The angle between the lines whose dcs are given by th lines l+3m+5n and 5lm-2mn+6nl
Answers
Answer:
Step-by-step explanation:
Given l + 3m + 5n = 0 and 5lm - 2mn + 6nl = 0
l = -3m - 5n
l(5m + 6n) = 2mn
(3m + 5n)(5m + 6n) = -2mn
15m² + 45mn + 15n² = 0
m² + 3mn + n² = 0
(m + 2n)(m + n) = 0
=> m = -2n or m = -n
If m = -2n, we get l = n. Hence dc's would be (n, -2n, n)
Also we know for any dc's (l, m, n), l²+m²+n²=1-----------(1)

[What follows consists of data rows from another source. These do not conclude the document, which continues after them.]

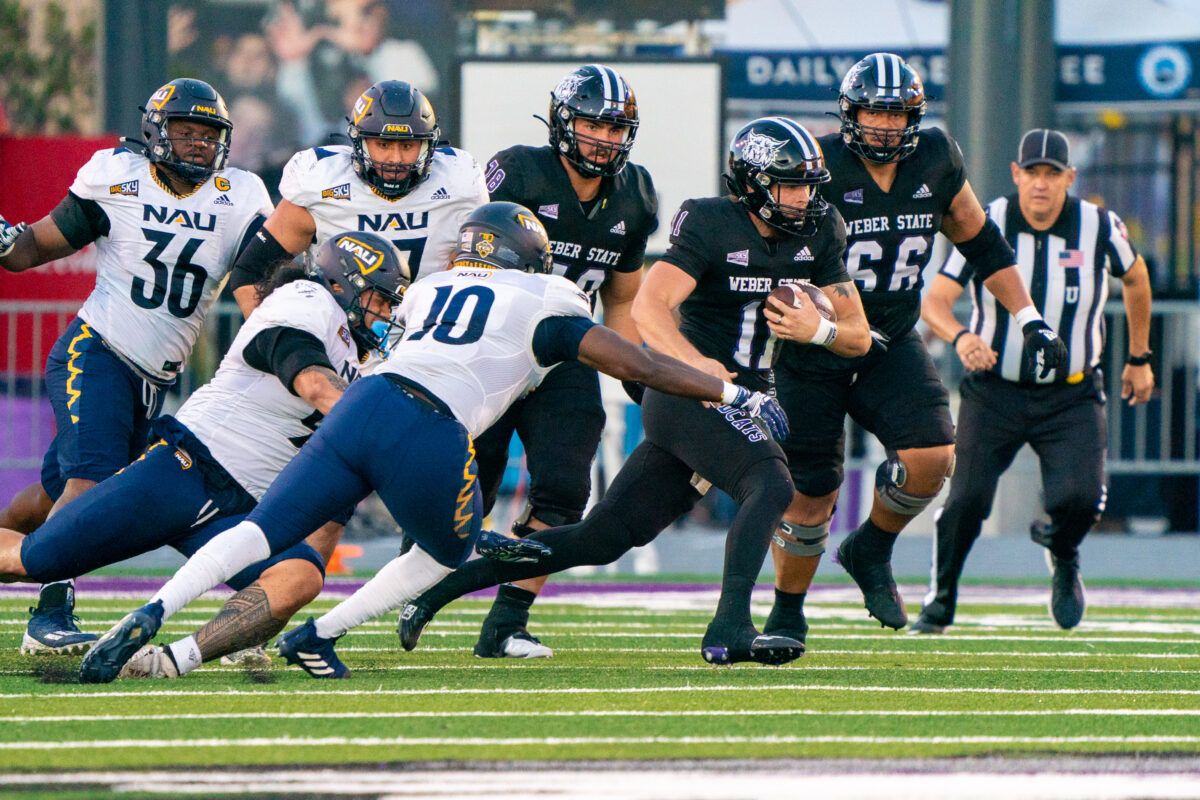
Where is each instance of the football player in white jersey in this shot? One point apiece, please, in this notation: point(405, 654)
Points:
point(168, 220)
point(393, 179)
point(211, 463)
point(475, 338)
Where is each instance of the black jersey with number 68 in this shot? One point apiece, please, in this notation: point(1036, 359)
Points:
point(714, 241)
point(586, 244)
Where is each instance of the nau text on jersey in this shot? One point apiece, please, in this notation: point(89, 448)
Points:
point(880, 224)
point(178, 216)
point(394, 221)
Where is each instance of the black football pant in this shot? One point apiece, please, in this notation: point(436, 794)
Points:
point(1068, 431)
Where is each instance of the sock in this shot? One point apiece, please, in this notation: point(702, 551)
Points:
point(186, 655)
point(511, 607)
point(222, 558)
point(871, 539)
point(400, 581)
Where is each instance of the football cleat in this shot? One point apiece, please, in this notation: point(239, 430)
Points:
point(52, 627)
point(520, 644)
point(748, 644)
point(255, 656)
point(150, 661)
point(499, 547)
point(303, 648)
point(925, 626)
point(874, 578)
point(413, 620)
point(1067, 602)
point(115, 648)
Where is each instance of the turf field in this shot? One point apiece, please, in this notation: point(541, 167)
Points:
point(627, 683)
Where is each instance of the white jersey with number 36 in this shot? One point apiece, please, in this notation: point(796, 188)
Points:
point(423, 224)
point(468, 337)
point(159, 268)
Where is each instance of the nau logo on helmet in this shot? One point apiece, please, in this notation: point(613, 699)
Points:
point(531, 223)
point(336, 192)
point(129, 188)
point(160, 97)
point(361, 106)
point(365, 256)
point(760, 149)
point(484, 246)
point(568, 85)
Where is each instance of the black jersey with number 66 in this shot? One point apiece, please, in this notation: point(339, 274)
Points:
point(715, 242)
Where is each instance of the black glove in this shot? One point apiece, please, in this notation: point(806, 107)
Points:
point(635, 390)
point(1044, 350)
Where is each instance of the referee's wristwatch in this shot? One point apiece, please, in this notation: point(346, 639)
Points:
point(1140, 360)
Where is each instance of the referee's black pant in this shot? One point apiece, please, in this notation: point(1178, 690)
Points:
point(1067, 428)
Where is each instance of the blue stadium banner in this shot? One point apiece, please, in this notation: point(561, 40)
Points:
point(1111, 74)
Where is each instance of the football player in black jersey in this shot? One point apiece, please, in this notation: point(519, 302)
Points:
point(599, 210)
point(895, 185)
point(727, 253)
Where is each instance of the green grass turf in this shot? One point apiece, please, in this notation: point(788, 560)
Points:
point(628, 683)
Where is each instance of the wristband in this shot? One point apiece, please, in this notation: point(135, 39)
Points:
point(1026, 316)
point(826, 332)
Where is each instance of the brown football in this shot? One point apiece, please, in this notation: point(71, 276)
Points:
point(791, 294)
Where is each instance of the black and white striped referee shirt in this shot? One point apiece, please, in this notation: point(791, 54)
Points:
point(1066, 270)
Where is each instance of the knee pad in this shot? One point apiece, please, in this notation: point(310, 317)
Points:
point(521, 527)
point(802, 540)
point(889, 480)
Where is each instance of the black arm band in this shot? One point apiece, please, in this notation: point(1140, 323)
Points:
point(82, 222)
point(285, 352)
point(257, 260)
point(989, 251)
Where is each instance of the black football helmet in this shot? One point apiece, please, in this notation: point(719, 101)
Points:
point(881, 82)
point(505, 236)
point(593, 92)
point(357, 262)
point(185, 98)
point(773, 151)
point(393, 109)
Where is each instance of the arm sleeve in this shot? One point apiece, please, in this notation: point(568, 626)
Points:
point(283, 352)
point(503, 180)
point(831, 266)
point(81, 221)
point(1119, 251)
point(687, 250)
point(557, 338)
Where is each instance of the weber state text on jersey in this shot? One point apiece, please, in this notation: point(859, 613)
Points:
point(250, 421)
point(714, 241)
point(586, 245)
point(423, 224)
point(889, 235)
point(160, 257)
point(468, 337)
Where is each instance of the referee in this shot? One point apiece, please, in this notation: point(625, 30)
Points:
point(1066, 248)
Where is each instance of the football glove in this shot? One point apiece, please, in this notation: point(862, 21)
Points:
point(1044, 349)
point(9, 235)
point(766, 409)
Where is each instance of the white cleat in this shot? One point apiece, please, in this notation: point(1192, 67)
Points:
point(150, 661)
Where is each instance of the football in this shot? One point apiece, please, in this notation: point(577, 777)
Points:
point(791, 294)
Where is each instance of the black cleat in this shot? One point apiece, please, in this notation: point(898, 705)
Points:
point(412, 623)
point(748, 644)
point(103, 663)
point(879, 588)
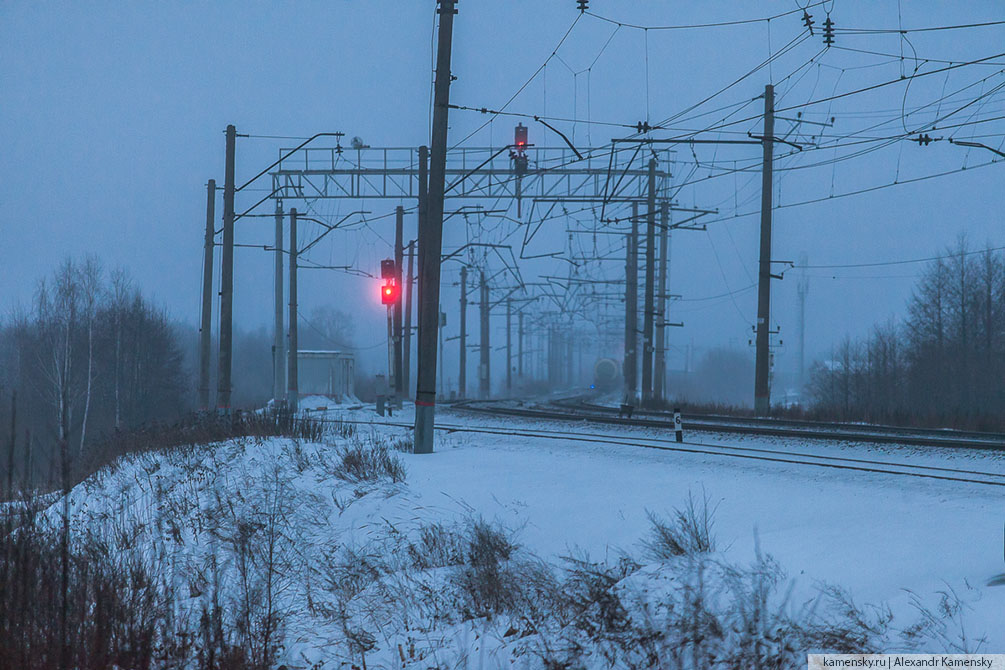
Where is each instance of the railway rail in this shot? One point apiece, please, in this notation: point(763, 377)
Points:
point(875, 466)
point(577, 408)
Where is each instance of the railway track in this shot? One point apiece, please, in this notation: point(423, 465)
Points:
point(577, 408)
point(789, 457)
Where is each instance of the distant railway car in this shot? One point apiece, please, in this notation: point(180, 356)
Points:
point(606, 375)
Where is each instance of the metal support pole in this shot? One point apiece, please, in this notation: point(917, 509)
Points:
point(630, 368)
point(206, 324)
point(650, 275)
point(399, 256)
point(431, 240)
point(406, 364)
point(292, 393)
point(391, 381)
point(762, 392)
point(659, 372)
point(462, 363)
point(484, 385)
point(509, 350)
point(278, 342)
point(227, 277)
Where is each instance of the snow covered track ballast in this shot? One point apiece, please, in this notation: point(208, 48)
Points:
point(730, 451)
point(575, 408)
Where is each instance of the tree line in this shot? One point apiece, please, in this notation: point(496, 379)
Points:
point(89, 356)
point(944, 365)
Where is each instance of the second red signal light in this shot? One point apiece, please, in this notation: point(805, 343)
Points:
point(389, 293)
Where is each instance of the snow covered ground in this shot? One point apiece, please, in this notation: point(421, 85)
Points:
point(876, 534)
point(887, 539)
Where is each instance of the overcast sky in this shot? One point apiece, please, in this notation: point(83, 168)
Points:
point(113, 116)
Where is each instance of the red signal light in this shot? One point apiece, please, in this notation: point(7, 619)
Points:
point(389, 293)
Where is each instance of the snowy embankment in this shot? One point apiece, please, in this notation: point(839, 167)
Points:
point(505, 548)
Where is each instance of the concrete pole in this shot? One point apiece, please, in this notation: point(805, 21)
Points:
point(650, 275)
point(227, 277)
point(802, 288)
point(520, 346)
point(509, 350)
point(570, 378)
point(278, 341)
point(462, 363)
point(484, 383)
point(659, 372)
point(206, 324)
point(292, 393)
point(399, 256)
point(406, 364)
point(762, 392)
point(630, 368)
point(431, 240)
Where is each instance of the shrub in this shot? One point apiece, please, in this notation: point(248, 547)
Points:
point(688, 532)
point(361, 462)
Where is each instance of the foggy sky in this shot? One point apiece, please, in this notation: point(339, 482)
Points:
point(113, 117)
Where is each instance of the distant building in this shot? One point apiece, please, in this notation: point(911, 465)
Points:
point(327, 373)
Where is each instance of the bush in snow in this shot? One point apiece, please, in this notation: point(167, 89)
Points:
point(689, 531)
point(367, 461)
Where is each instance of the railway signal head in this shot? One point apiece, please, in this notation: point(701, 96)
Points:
point(520, 137)
point(519, 154)
point(389, 293)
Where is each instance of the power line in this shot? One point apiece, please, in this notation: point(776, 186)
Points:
point(718, 24)
point(898, 262)
point(900, 31)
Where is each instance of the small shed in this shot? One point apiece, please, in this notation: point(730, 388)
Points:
point(327, 373)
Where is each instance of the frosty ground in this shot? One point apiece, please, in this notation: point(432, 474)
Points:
point(346, 594)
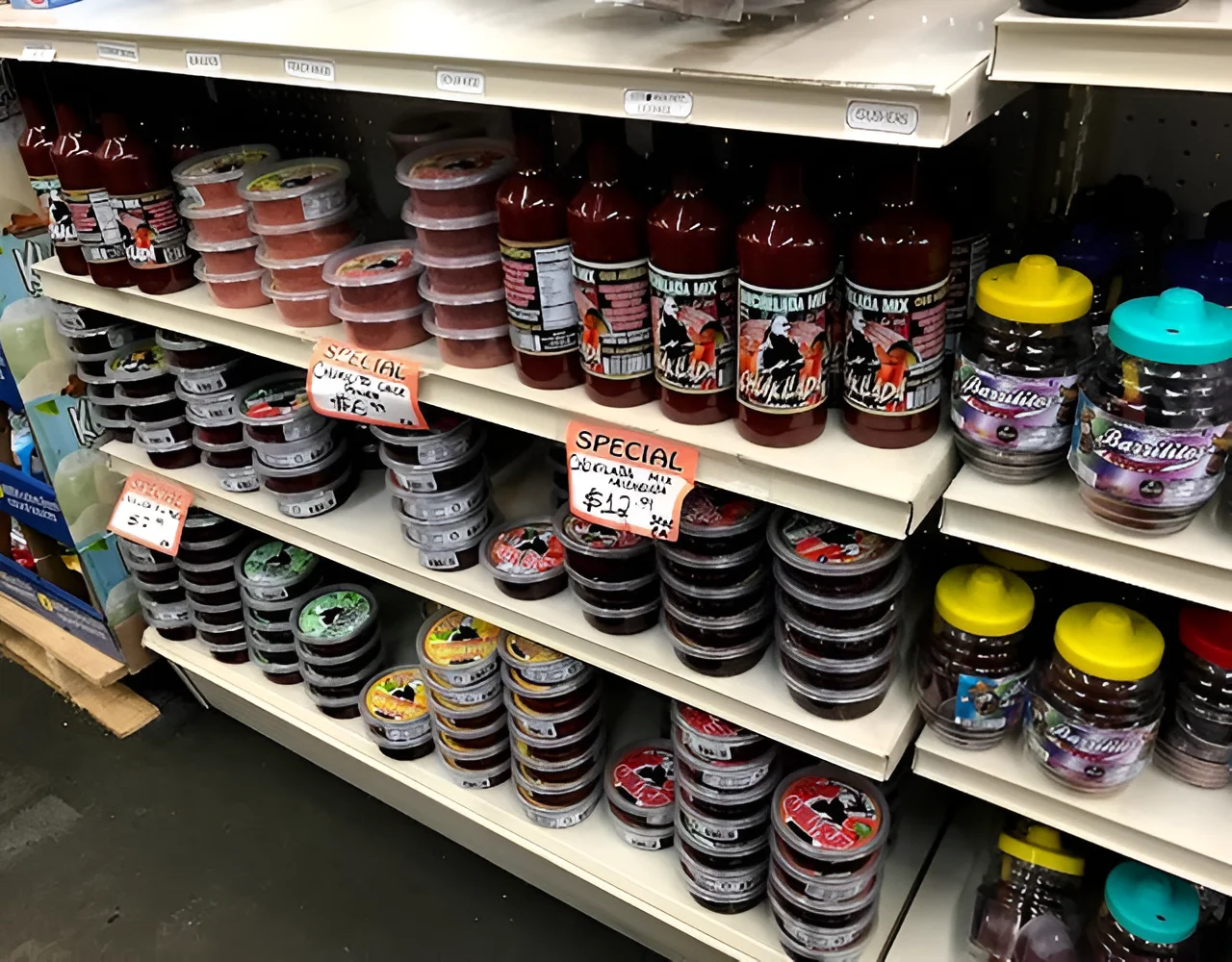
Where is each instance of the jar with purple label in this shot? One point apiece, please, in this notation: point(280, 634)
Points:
point(1015, 378)
point(1155, 412)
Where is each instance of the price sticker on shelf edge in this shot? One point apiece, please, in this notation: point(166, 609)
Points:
point(629, 481)
point(364, 386)
point(150, 512)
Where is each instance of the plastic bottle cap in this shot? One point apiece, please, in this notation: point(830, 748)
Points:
point(1041, 847)
point(1151, 904)
point(1175, 328)
point(1034, 291)
point(1109, 642)
point(980, 598)
point(1208, 633)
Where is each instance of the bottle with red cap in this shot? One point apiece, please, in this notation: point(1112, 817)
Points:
point(1196, 743)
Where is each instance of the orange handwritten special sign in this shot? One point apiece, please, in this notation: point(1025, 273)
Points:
point(150, 512)
point(357, 385)
point(629, 481)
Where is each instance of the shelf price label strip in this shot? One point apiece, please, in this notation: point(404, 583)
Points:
point(150, 512)
point(629, 481)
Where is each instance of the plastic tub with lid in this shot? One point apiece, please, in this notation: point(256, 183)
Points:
point(295, 191)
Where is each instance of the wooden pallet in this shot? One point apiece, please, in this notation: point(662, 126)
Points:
point(84, 675)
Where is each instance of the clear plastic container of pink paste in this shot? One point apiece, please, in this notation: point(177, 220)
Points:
point(233, 290)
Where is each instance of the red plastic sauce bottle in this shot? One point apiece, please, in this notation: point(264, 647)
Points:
point(693, 299)
point(539, 271)
point(139, 180)
point(611, 284)
point(786, 256)
point(894, 303)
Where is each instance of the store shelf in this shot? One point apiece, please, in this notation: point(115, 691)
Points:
point(1186, 49)
point(365, 536)
point(1140, 822)
point(1047, 519)
point(792, 74)
point(588, 866)
point(887, 492)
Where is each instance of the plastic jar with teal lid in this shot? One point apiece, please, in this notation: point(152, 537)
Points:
point(1095, 707)
point(971, 671)
point(1147, 917)
point(1153, 414)
point(1015, 378)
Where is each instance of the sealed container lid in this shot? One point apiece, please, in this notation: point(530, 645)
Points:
point(598, 541)
point(1175, 328)
point(1208, 633)
point(1151, 904)
point(270, 565)
point(523, 552)
point(334, 614)
point(712, 513)
point(372, 265)
point(827, 813)
point(1041, 846)
point(1109, 641)
point(139, 361)
point(641, 780)
point(824, 547)
point(280, 180)
point(452, 640)
point(218, 166)
point(980, 598)
point(1034, 291)
point(456, 164)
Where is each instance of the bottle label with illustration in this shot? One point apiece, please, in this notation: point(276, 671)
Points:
point(783, 347)
point(539, 295)
point(986, 703)
point(693, 316)
point(1014, 413)
point(1156, 467)
point(152, 229)
point(614, 304)
point(1085, 755)
point(893, 350)
point(95, 224)
point(968, 258)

Hence, we have n² + (-2n)² + n² = 1
we get 6n² = 1
n = 1/√6,
dc's of line 1 are (1/√6, -2/√6, 1/√6)
Similarly, if we consider m = -n, we get
l = -2n
so dc's are ( -2n, -n, n) and from equation(1) ,
we get dc's of 2nd line as (-2/√6, -1/√6, 1/√6).
If (l₁, m₁, n₁) and (l₂, m₂, n₂) are dc's of any two given lines , then the angle between lines is given by cos(Ф) = l₁l₂ + m₁m₂ +n₁n₂
= 1/6
Thu, angle between the lines Ф is given by cos⁻¹(1/6).